# Week 6. Optimization. Programming Task

Let us consider the **House Pricing** dataset, where you have a lot of information about the houses being sold and you aim to produce the price of the house.


Firstly, let us import basic libraries (`numpy` ([docs](https://numpy.org/)) for matrix operations and `pandas` ([docs](https://pandas.pydata.org/)) for convinient dataset workaround):

In [None]:
import numpy as np
import pandas as pd

### Task 1. Reading

In [None]:
datX=np.load('x_train.npy')
datY=np.log(np.load('y_train.npy'))
datX=pd.DataFrame(datX, columns=datX.dtype.names)
datX

Okay, we manage to load the data (you can read more about the `load` [here](https://docs.scipy.org/doc/numpy/reference/generated/numpy.load.html). But it is not a necessity). We are going to use linear models to work with it, but firstly we need to come up with idea what features should we include in the model at all (which feature the price is lineary dependent on):

Do not forget to install seaborn. You can do that by running `pip install seaborn` in the command line locally, or simply by running the next sell:

In [None]:
!pip install seaborn

In order to do it let us plot every feature vs the price. Firstly, we import nice plotting modules:

In [None]:
import matplotlib.pyplot as plt
import seaborn as sns
sns.set()

%matplotlib inline

In [None]:
f, ax=plt.subplots(4, 4, figsize=(16,16))
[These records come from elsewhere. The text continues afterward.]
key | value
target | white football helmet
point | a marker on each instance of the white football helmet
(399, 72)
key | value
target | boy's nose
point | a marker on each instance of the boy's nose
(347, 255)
for i, name in enumerate(datX.columns):
    ax[i//4][i%4].scatter(datX[name], datY)
    ax[i//4][i%4].set_title(name)

Let us say, that we choose to work the following set of features:
+ `bedrooms`
+ `bathrooms`
+ `sqft_living`
+ `floors`
+ `condition`
+ `grade`
+ `sqft_above`
+ `sqft_basement`
+ `long`
+ `lat`

Clear the dataset from all the other features and create:
1. matrix $X$, all elements should be real numbers
2. number $N$ -- number of considered houses
3. number $m$ -- number of features

**Hint**: it is easier to clean columns from dataset (you should look [here](https://pandas.pydata.org/pandas-docs/stable/user_guide/indexing.html) for insipration) and the get a matrix with `.values`

In [None]:
#your code goes here
X=...
N=...
m=...

Consider that we are interested in the loss of the model we discussed in the video:

+ Assume we have input data that is denoted as $\vec{x}_1, \vec{x}_2, \ldots, \vec{x}_N$
+ House prices for this input data are known $y_1, y_2, \ldots, y_N$

We propose a **simple linear model** for this task:

$$ \hat{y}_i=w_0+w_1x_1+w_2x_2+\ldots+w_mx_m $$

As a loss function we will use the mean squared error (**MSE**):

$$
Loss(\vec{w})=\frac{1}{N}\sum_{i=1}^N (y_i-\hat{y}_i)^2
$$

### Task 2. Compute analytically the $Loss(\vec{w})$  function  (1 point)
Please, keep the signature of the function and enter the code only under `your code goes here`.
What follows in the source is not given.